The key is to have unwrapped the cheese first and let it breathe for at least 10 to 15 minutes. This allows any plastic-wrap fumes to dissipate, and for the cheese to warm up a bit to a more desirable temperature.
The most tricky type of cheese to taste-test is actually soft-ripened cheeses. Sometimes the rind goes bad before the paste; this means that you have to taste the cheese all at once, and then taste the paste separately from the rind.
I’ve tasted a number of brie-style cheeses that had a really beautiful, wonderful paste—but that paste was encapsulated in a nasty, bitter rind of doom. Cut the rind away, and your mouth rejoices! Problem solved.
Some final notes:
Like any good cheesemonger, I can assure you that the best method to avoid having to tell if your cheese is still good is twofold: 1) purchase cheese from a reputable cheesemonger who you know has fresh, good quality cheeses and would not lead you astray; 2) buy small enough quantities of cheese at a time that you don’t have tons leftover.
Essentially, buy what you can eat tonight if you can, or buy what you can eat this week if you can’t get to the store as frequently. My parents live in the middle of nowhere, so they have to plan shopping trips and buy cheeses that are going to last them until the next trip to town—and there’s nothing wrong with that.

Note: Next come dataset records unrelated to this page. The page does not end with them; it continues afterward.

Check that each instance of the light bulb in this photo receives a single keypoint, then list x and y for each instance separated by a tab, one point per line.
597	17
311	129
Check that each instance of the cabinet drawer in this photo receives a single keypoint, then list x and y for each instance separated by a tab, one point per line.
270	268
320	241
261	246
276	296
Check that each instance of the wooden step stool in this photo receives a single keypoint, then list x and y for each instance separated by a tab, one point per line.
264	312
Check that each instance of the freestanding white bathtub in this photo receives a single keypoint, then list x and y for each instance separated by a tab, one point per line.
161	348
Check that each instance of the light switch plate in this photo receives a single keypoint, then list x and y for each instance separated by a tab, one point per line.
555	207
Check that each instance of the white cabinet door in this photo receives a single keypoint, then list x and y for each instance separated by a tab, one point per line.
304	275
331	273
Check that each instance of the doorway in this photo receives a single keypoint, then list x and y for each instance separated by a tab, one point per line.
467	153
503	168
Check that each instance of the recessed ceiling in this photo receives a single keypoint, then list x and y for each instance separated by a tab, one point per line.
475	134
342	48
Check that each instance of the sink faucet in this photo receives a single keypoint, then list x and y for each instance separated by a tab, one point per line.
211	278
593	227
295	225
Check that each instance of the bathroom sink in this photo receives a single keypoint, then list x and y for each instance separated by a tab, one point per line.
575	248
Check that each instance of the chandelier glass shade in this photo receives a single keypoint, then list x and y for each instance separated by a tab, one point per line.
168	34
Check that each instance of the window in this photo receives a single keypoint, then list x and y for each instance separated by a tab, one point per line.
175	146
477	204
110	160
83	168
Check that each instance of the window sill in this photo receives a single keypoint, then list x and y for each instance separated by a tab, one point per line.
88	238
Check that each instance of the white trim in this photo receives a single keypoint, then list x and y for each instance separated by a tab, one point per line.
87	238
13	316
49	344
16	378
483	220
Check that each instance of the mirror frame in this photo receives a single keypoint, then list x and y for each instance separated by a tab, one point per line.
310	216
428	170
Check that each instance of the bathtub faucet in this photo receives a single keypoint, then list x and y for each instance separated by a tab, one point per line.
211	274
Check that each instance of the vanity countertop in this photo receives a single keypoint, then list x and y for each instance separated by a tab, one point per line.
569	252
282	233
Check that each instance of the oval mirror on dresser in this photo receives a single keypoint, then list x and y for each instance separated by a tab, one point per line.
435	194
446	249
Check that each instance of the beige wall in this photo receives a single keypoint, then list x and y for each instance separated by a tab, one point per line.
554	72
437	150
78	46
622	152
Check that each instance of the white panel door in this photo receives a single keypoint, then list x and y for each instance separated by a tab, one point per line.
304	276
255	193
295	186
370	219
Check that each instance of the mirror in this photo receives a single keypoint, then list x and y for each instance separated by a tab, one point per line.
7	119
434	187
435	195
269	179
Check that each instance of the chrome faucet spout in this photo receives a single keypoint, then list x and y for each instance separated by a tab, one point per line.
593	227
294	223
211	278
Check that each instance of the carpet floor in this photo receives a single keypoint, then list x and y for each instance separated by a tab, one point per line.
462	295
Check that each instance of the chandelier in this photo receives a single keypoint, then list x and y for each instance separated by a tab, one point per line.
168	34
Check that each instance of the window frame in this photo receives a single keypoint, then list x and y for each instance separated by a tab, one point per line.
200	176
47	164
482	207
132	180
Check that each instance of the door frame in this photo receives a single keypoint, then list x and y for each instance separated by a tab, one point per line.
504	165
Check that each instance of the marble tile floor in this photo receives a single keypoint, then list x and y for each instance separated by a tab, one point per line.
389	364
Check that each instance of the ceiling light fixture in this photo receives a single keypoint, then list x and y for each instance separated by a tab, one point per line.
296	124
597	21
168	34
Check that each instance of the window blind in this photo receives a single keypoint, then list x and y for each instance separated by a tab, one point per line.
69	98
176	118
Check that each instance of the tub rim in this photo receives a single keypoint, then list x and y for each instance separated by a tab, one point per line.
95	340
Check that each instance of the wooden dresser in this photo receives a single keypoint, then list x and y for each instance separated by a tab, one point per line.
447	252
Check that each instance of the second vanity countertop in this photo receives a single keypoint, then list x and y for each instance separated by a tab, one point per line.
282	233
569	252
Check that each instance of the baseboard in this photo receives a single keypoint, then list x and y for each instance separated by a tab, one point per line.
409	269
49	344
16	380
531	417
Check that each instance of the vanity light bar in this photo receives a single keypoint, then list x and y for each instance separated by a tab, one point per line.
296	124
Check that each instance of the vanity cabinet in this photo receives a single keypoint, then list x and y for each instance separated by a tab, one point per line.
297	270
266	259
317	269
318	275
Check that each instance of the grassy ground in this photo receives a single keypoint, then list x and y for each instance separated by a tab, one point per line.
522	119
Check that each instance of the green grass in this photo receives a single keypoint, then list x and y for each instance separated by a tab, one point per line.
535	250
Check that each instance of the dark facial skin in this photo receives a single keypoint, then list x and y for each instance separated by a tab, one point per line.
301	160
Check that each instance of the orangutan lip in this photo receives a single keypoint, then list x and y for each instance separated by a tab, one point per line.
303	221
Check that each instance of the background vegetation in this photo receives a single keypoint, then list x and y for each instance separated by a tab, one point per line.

Yes, you can freeze cheese, and it will essentially be OK if you keep it sealed properly and don’t thaw it out too fast.
Yes, the “best by” or “sell by” date on cheese is often an arbitrarily decided number that means nothing, often means “best on or after,” or can be thrown out the window and totally ignored. Cheese is good if it smells fine, feels normal, and isn’t covered in horrifyingly highlighter-pink splotches or carpets of black mold.
This is a gross generalization, of course, but you get my point: cheese is a living thing and the window of “good” versus “no longer good” depends on the individual cheese, the environment in which it lives, and how well it is cared for. Just like a pet, but a pet you want to eat.
And yes, cheese that is hermetically sealed is practically going to be good forever as long as the packaging stays sealed and you eat it quickly once the packaging is opened. But you might not want to eat it a year after the “best by” date. Just sayin’.